Threat actors push ClipBanker, a clipboard hijacker that swaps cryptocurrency wallet addresses, through a fake Proxifier download on GitHub. Victims start with a simple search for “Proxifier,” land on a top result—a GitHub repo—and grab the release archive. That executable wraps a legit Proxifier installer but kicks off a seven-stage infection chain to disable defenses and deploy the malware.
This matters because Proxifier is niche but popular software for proxying traffic in locked-down environments. Developers and sysadmins search for it often, making it a prime lure. The chain’s length—multiple injections, PowerShell tricks, and Defender exclusions—shows attackers investing in evasion. Once ClipBanker runs, it monitors the clipboard for wallet addresses (like Bitcoin’s base58 or Ethereum’s hex formats), replaces them with attacker-controlled ones, and steals funds on paste. In 2023, similar clippers drained millions; this variant targets Windows users chasing free tools.
The Infection Breakdown
Users download Proxifier.zip from the GitHub Releases page. It holds proxifier.exe (the wrapper) and fake activation keys in a TXT file. Launching it first creates a 1.5KB stub called Proxifier.tmp in %TEMP% as a process donor.
Next, it drops and injects api_updater.exe (a .NET binary) into the stub. This decrypts a PowerShell script via PSObject, running it in-process without spawning powershell.exe or a console. The script adds Defender exclusions for all .tmp files and the drop directory.
With defenses down, the real Proxifier installs. In parallel, another donor process gets proxifierupdater.exe injected. This launches conhost.exe and injects bin.exe, which runs an obfuscated, Base64-encoded PowerShell script. That script:
- Excludes
powershell.exeandconhost.exefrom Defender. - Writes a Base64-encoded script to
HKLM\SOFTWARE\System::Config. - Sets a scheduled task to decode and execute it via PowerShell.
The task pings an IP logger for victim details, then likely downloads the next stage—ultimately ClipBanker. Full chain: stub injection, Defender bypass 1, legit install, second injection, Defender bypass 2, registry persistence, scheduled payload fetch.
ClipBanker Payload and Impact
ClipBanker lands as the final payload.
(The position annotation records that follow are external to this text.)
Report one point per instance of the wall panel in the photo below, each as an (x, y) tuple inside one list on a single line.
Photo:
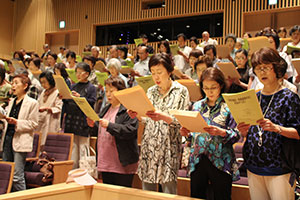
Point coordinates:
[(82, 15)]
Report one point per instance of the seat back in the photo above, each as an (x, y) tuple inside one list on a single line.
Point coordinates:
[(6, 176), (59, 146), (36, 146)]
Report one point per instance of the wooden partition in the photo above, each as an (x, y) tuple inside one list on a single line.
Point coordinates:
[(98, 191)]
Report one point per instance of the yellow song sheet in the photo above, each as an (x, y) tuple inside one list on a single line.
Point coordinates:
[(284, 41), (296, 64), (192, 120), (135, 99), (101, 77), (100, 66), (126, 69), (86, 108), (193, 88), (62, 87), (177, 72), (257, 43), (244, 107), (145, 82), (138, 41), (72, 75), (229, 70), (223, 51), (174, 49)]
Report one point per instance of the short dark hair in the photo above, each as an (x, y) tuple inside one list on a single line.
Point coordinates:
[(2, 74), (116, 82), (84, 67), (194, 39), (209, 47), (294, 29), (181, 35), (162, 58), (53, 55), (124, 49), (24, 79), (62, 68), (275, 38), (49, 76), (166, 44), (203, 60), (268, 55), (213, 74), (143, 36), (90, 58), (72, 54), (196, 53), (232, 36)]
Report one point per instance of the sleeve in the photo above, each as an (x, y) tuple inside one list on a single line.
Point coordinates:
[(232, 134), (57, 106), (91, 95), (31, 123), (125, 130), (293, 110)]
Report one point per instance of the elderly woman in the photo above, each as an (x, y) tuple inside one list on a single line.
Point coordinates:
[(265, 145), (160, 148), (114, 68), (50, 106), (21, 121), (117, 139)]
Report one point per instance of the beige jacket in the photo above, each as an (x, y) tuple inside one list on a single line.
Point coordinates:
[(49, 122), (27, 122)]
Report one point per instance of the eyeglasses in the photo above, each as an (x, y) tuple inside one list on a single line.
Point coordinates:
[(239, 58), (211, 89), (262, 69)]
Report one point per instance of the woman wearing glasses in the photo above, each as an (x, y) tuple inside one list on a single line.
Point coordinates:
[(268, 174), (212, 160), (75, 120)]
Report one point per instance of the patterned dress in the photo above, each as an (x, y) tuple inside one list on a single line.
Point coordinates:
[(218, 149), (161, 143), (267, 159)]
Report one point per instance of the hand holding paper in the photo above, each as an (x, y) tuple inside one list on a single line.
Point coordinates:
[(135, 99)]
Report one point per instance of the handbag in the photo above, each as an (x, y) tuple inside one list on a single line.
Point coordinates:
[(89, 163)]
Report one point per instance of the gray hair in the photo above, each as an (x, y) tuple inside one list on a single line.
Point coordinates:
[(114, 62)]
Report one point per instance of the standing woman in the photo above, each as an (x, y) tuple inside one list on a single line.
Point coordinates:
[(161, 142), (17, 137), (75, 120), (117, 139), (212, 159), (265, 142), (50, 106)]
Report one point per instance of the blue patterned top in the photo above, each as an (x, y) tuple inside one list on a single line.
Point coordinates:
[(218, 149)]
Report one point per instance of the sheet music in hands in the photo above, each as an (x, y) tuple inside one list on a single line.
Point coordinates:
[(192, 120), (62, 87), (135, 99), (244, 107)]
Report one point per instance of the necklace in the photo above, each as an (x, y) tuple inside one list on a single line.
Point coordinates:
[(260, 131)]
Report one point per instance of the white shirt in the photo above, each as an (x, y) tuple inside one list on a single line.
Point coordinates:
[(209, 41), (179, 60)]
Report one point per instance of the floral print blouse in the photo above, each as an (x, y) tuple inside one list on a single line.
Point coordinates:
[(218, 149), (161, 143)]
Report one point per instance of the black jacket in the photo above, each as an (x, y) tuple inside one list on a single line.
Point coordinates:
[(125, 131)]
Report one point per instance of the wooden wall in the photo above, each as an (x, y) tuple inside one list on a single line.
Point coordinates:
[(35, 18), (6, 21)]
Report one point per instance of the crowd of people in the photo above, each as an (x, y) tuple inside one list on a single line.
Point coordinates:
[(35, 105)]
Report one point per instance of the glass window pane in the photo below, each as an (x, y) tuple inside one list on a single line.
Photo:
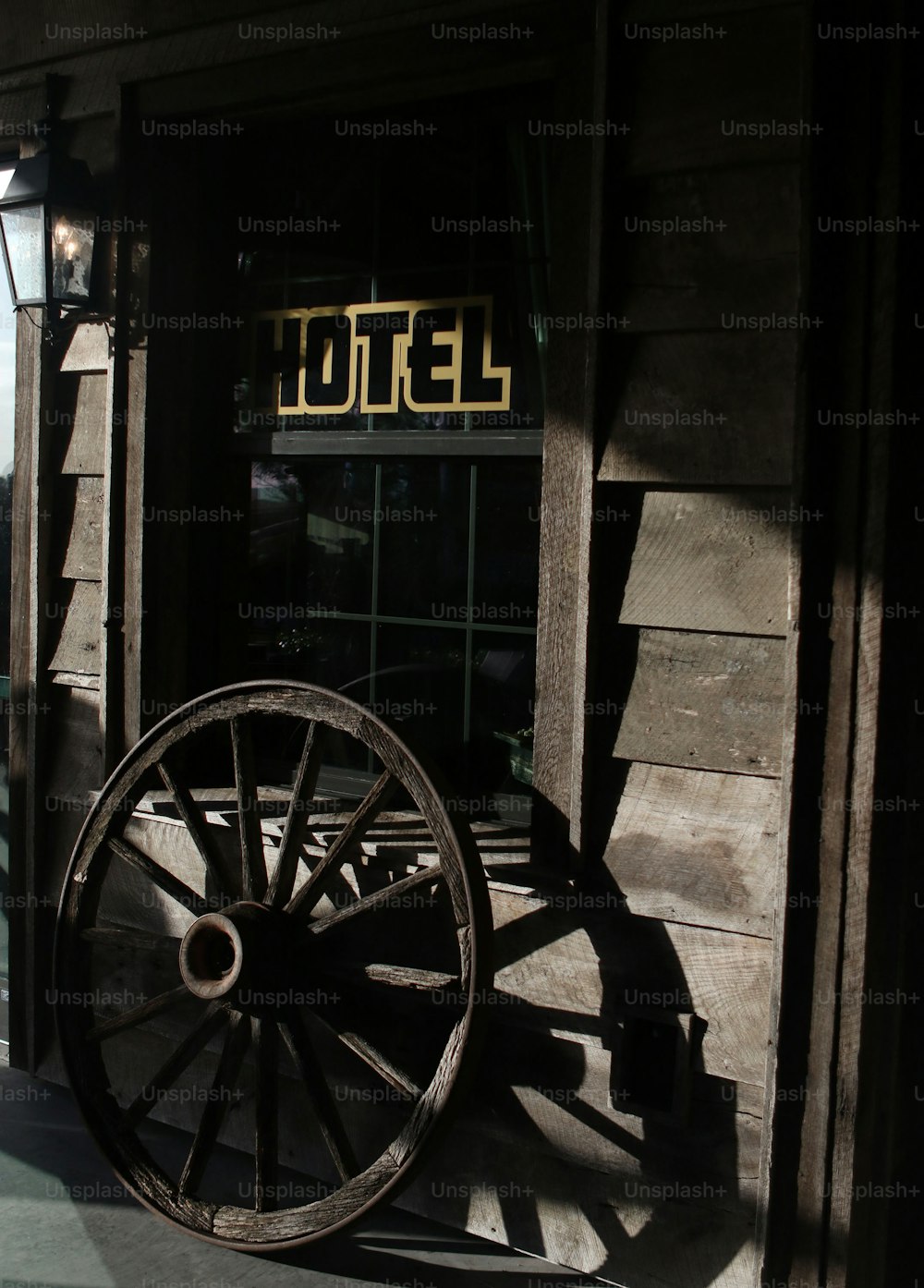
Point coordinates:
[(424, 533), (506, 540), (25, 235), (72, 239), (420, 689)]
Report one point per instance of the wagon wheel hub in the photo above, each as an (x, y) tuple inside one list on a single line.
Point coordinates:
[(247, 954)]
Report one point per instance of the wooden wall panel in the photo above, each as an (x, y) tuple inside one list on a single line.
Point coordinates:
[(79, 626), (88, 348), (699, 407), (683, 100), (711, 562), (689, 250), (698, 847), (705, 702), (80, 518), (81, 408), (75, 765)]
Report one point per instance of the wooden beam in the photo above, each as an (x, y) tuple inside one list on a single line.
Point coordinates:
[(567, 469)]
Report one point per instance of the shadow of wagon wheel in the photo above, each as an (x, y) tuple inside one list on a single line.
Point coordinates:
[(558, 1151)]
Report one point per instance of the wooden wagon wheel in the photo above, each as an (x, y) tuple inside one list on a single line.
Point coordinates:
[(261, 990)]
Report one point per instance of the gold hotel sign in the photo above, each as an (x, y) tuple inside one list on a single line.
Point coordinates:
[(397, 355)]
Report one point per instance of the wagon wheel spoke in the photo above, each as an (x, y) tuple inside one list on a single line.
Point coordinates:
[(298, 1039), (266, 1140), (343, 844), (198, 829), (253, 865), (370, 1055), (297, 818), (128, 937), (376, 901), (138, 1014), (213, 1115), (166, 881), (398, 977), (176, 1062)]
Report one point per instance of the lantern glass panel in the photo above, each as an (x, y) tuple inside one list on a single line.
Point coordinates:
[(71, 255), (26, 249)]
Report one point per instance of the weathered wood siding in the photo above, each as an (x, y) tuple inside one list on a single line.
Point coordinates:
[(689, 628)]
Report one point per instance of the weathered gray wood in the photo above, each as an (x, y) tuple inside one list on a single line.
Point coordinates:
[(80, 625), (567, 469), (88, 349), (687, 250), (676, 94), (565, 971), (643, 1230), (82, 529), (29, 631), (698, 847), (80, 420), (712, 407), (706, 702), (711, 562), (75, 758)]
It hooks the clipboard API, scans for 20+ wallet formats (BTC, ETH, LTC, etc.), and swaps matches with hardcoded attacker addresses. No ransomware or keylogs—just silent crypto theft. Attackers harvest swapped transactions; victims send to the wrong wallet without noticing until balance checks fail.
This campaign surfaced early 2024, per researchers like Oleg Kupreev. GitHub’s top search ranking amplifies reach—repos rank high due to SEO. Skeptical note: GitHub isn’t a trusted distro; verify hashes, sources. Legit Proxifier comes from ventobyte.com, SHA256-verified downloads only.
Implications hit crypto users hard. A single copy-paste from exchange to wallet loses everything. Elaborate chains like this beat AV signatures; they rely on living-off-the-land (LOLBins like conhost, PowerShell). In 2024, clippers evolve—some add browser hooks or Telegram C2. Funds flow to mixers like Tornado Cash successors, complicating tracing.
Defense and IOCs
Block it: Use Defender’s Attack Surface Reduction (ASR) rules for PowerShell/Office. Enable script block logging. Verify software from official sites—Proxifier’s legit installer is ProxifierSetup.exe, signed by VentoByte. Scan archives with VirusTotal before unzip. For crypto, use hardware wallets, verify addresses visually (first/last chars), or apps like clipboard guards (e.g., 1Password’s watcher).
Key IOCs:
GitHub Repo: https://github.com/[redacted]/Proxifier (check for similar)
Files: Proxifier.tmp (1.5KB), api_updater.exe, proxifierupdater.exe, bin.exe
Registry: HKLM\SOFTWARE\System::Config
Task: [dynamic, PowerShell arg with reg read]
Hashes (examples):
- proxifier.exe wrapper: [researchers provide SHA256]
Bottom line: Free tools tempt, but chains like this turn searches into heists. Double-check sources; your clipboard is prime real estate for thieves.